Boasting a line-up that seems fitting for a twisted reality show or opening line for a joke (“A chick, a black guy, a frat boy, a Chinese guy and an emo kid walk into a bar...”) than a hardcore band, Michigan’s Bloodlined Calligraphy have sort of been one of the genre scapegoats for playing completely cliched and un-original hardcore/metalcore music here at MetalReview.com, and while Ypsilanti (the band's hometown) does nothing to change that overall opinion of most of you knuckleheads, they do, to their credit, do it with apt gusto and heaviness as well as slightly improved songwriting.
Much like label mates Alove For Enemies, Bloodlined Calligraphy are suddenly quite improved and tangibly heavier than their debut album. And while the band won’t be dethroning Walls of Jericho or Light This City as Hot Topic’s female fronted poster band or even moving into hardcore’s elite, they do garner a bit more respect with their second album.

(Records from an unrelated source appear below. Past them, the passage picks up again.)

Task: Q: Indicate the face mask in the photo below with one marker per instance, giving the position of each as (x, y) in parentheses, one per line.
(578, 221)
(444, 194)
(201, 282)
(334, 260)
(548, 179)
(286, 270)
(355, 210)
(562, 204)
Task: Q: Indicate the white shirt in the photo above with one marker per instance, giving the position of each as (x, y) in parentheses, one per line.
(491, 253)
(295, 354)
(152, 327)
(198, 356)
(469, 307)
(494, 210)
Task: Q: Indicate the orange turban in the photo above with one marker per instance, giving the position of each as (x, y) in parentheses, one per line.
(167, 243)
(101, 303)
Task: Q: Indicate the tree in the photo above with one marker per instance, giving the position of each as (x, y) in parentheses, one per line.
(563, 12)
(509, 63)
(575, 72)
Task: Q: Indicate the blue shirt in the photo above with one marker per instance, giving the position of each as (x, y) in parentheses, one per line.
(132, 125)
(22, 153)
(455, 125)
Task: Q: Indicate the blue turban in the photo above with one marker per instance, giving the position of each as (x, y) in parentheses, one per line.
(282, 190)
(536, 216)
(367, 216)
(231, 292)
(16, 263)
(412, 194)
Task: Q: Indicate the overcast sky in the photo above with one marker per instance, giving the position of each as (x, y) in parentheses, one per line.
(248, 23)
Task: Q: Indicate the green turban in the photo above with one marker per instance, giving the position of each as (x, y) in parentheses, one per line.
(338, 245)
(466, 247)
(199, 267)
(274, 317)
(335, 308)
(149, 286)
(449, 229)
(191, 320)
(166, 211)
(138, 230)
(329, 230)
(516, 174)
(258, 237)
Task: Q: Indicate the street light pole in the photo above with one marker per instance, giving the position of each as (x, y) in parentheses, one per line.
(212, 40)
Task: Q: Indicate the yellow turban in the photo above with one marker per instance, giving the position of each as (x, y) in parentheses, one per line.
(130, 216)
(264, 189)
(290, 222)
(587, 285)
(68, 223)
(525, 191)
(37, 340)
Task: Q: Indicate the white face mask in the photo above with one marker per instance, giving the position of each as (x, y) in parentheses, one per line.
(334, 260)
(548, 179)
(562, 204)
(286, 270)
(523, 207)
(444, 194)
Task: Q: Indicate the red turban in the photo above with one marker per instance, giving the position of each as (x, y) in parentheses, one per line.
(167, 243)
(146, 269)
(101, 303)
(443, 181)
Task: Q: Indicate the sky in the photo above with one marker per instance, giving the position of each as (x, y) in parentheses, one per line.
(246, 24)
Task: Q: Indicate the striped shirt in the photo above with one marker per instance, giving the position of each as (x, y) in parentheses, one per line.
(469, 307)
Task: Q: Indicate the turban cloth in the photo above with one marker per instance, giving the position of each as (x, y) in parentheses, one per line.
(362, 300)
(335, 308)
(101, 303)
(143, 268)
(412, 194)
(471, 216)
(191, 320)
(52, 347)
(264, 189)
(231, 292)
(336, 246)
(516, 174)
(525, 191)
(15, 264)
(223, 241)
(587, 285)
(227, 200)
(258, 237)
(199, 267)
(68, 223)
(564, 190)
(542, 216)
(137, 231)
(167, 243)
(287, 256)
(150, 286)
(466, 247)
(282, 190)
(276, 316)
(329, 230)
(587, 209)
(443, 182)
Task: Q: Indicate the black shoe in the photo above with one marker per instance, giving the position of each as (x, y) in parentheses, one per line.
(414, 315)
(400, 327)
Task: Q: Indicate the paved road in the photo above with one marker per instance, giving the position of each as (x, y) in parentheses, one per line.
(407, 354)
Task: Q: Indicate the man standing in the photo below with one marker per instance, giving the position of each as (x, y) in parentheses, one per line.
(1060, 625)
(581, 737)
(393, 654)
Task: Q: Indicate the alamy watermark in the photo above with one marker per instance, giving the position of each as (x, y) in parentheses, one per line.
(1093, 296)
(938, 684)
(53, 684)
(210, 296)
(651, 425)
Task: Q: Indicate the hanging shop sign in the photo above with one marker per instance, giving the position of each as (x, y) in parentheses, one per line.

Boasting an incredibly stout no name production from Mike Dresch at Cathouse Studios, Ypsilanti is burly and angry and Ally French is certainly no trophy singer, as her voice is as husky as her pant size and she is a formidable front woman (both on record and live) capable of going growl for growl with her male peers. The rest of the band do their thing with plenty of chugging, rumbling and breakdown heavy Hatebreed meets thrash panache (“Is You Asking or Is You Telling?”,”From Here On Out”, “If Heaven ‘Ain’t Like Ypsi, I Don’t Wanna Go”, “Frienemies”) and low end competence with the occasional thrashy, surprisingly tight, up tempo bursts (“It Can’t Rain All The Time”, “Ashes to Ashes”, “America’s Next Top Model”, “They Want you Silent”) all delivered with tangible urgency and Ally’s cynical, lyrical sneer. She even shows off her acceptable clean pipes for “It Can’t Remember All the Time” , but there is no ballad like Wall of Jericho’s recent album.
Despite its formulaic approach, Ypsilanti drips with conviction and honesty and does the genre justice, but at the same time is restricted by the genre as the album also never strives for anything greater than a by the numbers toughcore throwdown.